Two-face UK: preaching freedom, stifling protest
Published: Feb 02, 2023 08:12 PM
Illustration: Chen Xia/Global Times

Illustration: Chen Xia/Global Times

The UK had plenty to say when China was dealing with riots in Hong Kong Special Administrative Region more than three years ago. It blamed Chinese central government for the civil unrest which caused destruction.   

It is ironic then that while accusing China of suppressing protestors in Hong Kong, the UK itself is now being accused of repressive behavior with a slew of new laws which threaten indiscriminate persecution and prosecution for anyone who speaks out against the government there.

It is doubly ironic that some of the voices raised against these draconian measures are the Hong Kongers who moved to the UK after the upheaval, and who are now finding to their horror the double standards of the former imperialist autocrats.  

The mass protests of 2019 were characterized in the West as "pro-democracy" gatherings ruthlessly put down by Hong Kong police. British politicians attacked China and lauded the protesters - even when peaceful demonstrations descended into violence. 

The colonial-minded legislators from the UK were indignantly critical, accusing China of stifling legitimate right to protest. They even created a special visa scheme to move Hong Kongers to the UK. Many have accepted, even though their status as a British National (overseas) is not the same as full British citizenship. It allows the UK to appear welcoming, but without giving the right of permanent residence. It is a kind of second class citizenship.

How strange then that some of the loudest opposition to the British government's efforts to restrict the right to protest has come from the Hong Kong diaspora in the UK. The Conservative government of Rishi Sunak is proposing astonishingly harsh measures. New laws could suffocate legitimate criticism of the government. Crucially, the protests do not have to be violent. If a demonstration becomes violent in the UK, there are already plenty of laws on the statute book to deal with it. The new laws are something more sinister. They can not only stop protests in progress, they permit action against anyone even suspected of planning to protest. It is both Orwellian and Kafkaesque, and demonstrates the British government's double standards.

One law currently passing through the British parliament is the repressive Public Order Bill which would allow politicians, almost at their own whim, to issue orders preventing individuals from protesting, even if they have committed no crime. The state would be able to stop them associating with certain individuals and even restrict their access to the internet. The state could make them subject to reporting restrictions and electronic tagging. All of this without having committed a crime. 

Extended stop and search powers would give police arbitrary authority to waylay almost anyone they wished. The government claims this is to let "law-abiding" people go about their daily business without interference by protesters. This overlooks the fact that, having committed no crimes, the protestors themselves are "law-abiding" people. This would have a chilling effect on protest.

The government has already increased its repressive anti-protest powers with the recent Police, Crime, Sentencing and Courts Act, which allows people to be prosecuted for being too noisy. For example, if someone tied their dog to a lamppost outside a shop and the animal barked until its owner returned, the pet owner could be liable. Workers going on strike to protect their pay, conditions or services could be accused of law breaking. The government has also changed election law to ban citizens from voting unless they have access to very limited forms of identity. Laws have changed to criminalize asylum seekers, against an international treaty, and send them to Rwanda for processing. 

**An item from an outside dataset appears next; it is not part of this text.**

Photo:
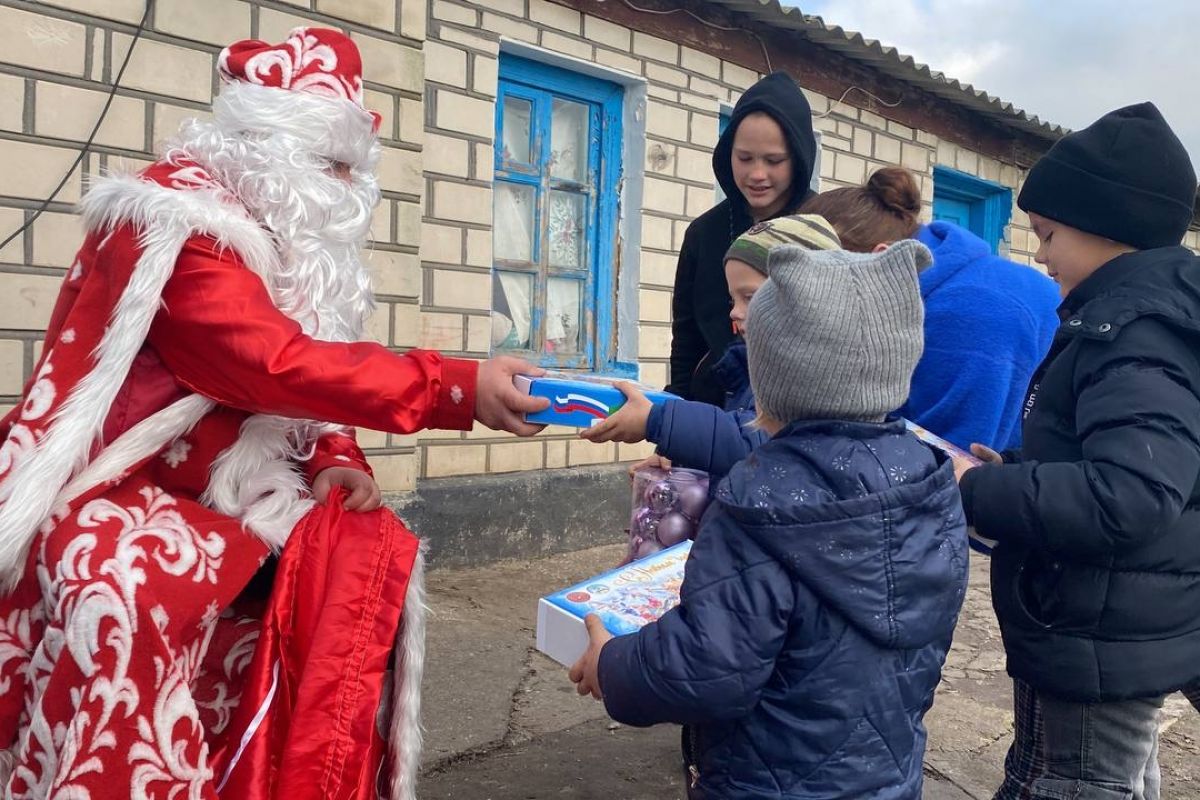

The Public Order Bill is opposed not only by scores of civil rights groups, the police, fire and rescue services, and members of parliament's upper chamber, the House of Lords, who all say the measures are extreme and incompatible with defending human rights. Even the international campaigning group Human Rights Watch has warned that the United Kingdom is perilously close to being listed as a "human rights abuser" due to its flagrant and hypocritical disregard for the protections and rights of its own citizens. It makes Britain's stance on Hong Kong look a bit rich.  

This bill and the other laws are not about preserving the peace or protecting the public from disruption. They are about exercising and protecting power. It is the government's disreputable response to its own overwhelming unpopularity. By passing such laws, ministers hope to convey an impression of being in control when faced crises like mass discontent or the current widespread strikes. It also gives politicians a legal smokescreen to persecute legitimate protestors when those protestors are speaking out against the government. It is less about protecting the public and more about protecting the politicians.